Atualmente, a Telite usa 300 toneladas de plástico para fabricar, todo mês, 15 mil telhas por mês. Para expandir essa capacidade de produção, a empresa vai ter que escalar a sua coleta, que hoje está em cerca de 500 toneladas mensais — considerando todos os materiais.
Aprovado no BNDES Garagem, Leonardo acredita que as mentorias e o contato com empresas e investidores através do programa de aceleração vão ajudar a concretizar essas novas formas de coleta.
“Em dois meses de operação, o aplicativo já tinha 6 800 pessoas cadastradas. Isso virou um problema porque tem gente de todo lugar… Com a ajuda da aceleração do BNDES, estamos tentando furar esse bloqueio”
Hoje, a coleta própria da Telite só está disponível em municípios do estado do Rio de Janeiro e algumas cidades de Minas Gerais — como Juiz de Fora, Simão Pereira e Matias Barbosa.
Para ampliar esse raio, ele está pesquisando novas formas de acessar o consumidor em outros lugares do Brasil.
Entre as alternativas estão a criação de parcerias com redes de varejo (cujas lojas serviriam como pontos de coleta) ou mesmo o uso dos Correios para o envio e recebimento dos materiais.

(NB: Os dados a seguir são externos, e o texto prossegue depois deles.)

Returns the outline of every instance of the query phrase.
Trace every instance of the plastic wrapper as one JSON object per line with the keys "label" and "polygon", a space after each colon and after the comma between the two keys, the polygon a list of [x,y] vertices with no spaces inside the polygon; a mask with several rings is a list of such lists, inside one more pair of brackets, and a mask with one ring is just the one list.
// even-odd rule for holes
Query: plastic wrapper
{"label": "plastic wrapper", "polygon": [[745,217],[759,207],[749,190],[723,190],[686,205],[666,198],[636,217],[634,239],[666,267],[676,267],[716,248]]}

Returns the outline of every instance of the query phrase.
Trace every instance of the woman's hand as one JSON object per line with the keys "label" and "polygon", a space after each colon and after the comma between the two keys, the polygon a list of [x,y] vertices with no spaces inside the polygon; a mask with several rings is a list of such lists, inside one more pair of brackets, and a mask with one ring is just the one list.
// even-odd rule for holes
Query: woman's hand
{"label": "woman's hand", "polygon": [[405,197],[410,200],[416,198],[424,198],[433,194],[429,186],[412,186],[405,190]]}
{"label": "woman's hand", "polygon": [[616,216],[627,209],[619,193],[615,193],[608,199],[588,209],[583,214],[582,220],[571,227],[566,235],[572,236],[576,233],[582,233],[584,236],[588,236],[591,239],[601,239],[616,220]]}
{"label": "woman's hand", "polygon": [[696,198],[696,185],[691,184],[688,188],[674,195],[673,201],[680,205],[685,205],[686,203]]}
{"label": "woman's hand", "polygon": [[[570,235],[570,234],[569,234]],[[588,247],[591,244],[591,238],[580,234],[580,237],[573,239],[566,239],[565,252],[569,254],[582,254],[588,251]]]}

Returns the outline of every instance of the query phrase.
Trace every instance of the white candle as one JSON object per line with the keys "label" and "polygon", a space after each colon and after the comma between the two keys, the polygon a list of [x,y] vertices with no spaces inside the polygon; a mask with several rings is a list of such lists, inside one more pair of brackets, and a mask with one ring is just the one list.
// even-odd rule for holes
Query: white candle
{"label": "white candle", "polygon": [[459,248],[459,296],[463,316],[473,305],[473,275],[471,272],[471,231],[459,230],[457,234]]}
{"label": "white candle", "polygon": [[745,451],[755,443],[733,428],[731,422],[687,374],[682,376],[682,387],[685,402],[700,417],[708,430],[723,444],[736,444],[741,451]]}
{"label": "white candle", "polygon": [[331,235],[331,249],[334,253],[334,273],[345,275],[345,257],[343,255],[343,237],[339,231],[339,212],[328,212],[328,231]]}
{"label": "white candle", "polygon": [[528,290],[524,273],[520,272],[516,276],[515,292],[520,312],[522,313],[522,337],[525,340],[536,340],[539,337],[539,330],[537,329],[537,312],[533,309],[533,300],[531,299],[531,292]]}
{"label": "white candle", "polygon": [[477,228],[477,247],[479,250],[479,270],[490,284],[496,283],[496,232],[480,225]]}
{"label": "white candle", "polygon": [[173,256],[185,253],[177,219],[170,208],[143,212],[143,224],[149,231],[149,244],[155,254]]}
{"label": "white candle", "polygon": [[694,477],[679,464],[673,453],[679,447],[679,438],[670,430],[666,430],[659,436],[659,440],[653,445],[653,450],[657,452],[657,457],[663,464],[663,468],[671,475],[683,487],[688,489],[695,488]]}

A Telite também está de olho no grafeno (uma forma cristalina de carbono caracterizada por resistência, leveza, flexibilidade e condutividade elétrica).

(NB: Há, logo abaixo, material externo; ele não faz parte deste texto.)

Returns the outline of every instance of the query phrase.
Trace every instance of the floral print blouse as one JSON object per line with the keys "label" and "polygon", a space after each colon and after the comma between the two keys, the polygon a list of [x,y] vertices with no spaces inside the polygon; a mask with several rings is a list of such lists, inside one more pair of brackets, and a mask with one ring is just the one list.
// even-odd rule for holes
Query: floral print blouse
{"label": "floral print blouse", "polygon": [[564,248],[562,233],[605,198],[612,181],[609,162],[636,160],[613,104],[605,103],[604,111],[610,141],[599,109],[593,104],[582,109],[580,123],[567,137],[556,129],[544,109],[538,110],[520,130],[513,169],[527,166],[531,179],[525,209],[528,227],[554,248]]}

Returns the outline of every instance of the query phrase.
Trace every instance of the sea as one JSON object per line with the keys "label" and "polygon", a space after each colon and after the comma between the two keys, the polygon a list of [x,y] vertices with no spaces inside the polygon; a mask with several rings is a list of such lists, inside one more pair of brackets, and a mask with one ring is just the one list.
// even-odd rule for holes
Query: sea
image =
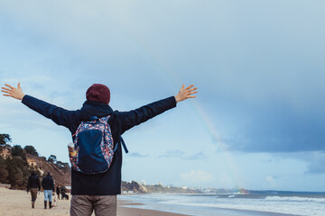
{"label": "sea", "polygon": [[149,209],[193,216],[325,216],[318,194],[133,194],[119,200]]}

A empresa desenvolveu uma pastilha de grafeno que, acoplada à telha, gera energia elétrica. Esse produto está em fase de certificação; a perspectiva é que chegue ao mercado no início de 2022, com preço em torno de 305 reais por telha e capacidade de geração de 200 a 350 kWh/mês.
Agora, o foco é validar um segundo produto: uma telha que leva grafeno na composição, junto ao plástico, e que também pode gerar energia, funcionando como um painel solar.
Ao aliar reciclagem e energia renovável, as telhas de plástico com grafeno trarão um salto em termos de sustentabilidade, diz Leonardo, que já vislumbra outras possibilidades:
“Existem pesquisas que apontam que o grafeno é 100 vezes mais condutor de dados do que a fibra óptica. Já estou imaginando levar internet acoplada na telha através de um chip!”
Enquanto esses desdobramentos futuros seguem num horizonte distante, o empreendedor fala sobre negociações em andamento:
“Fizemos um contrato de pré-venda com um grupo português no valor de 36 milhões para 2022”, diz. “Esse mesmo grupo deve investir 2 milhões de euros em 2023 para montar uma planta em Portugal, usando a nossa tecnologia.”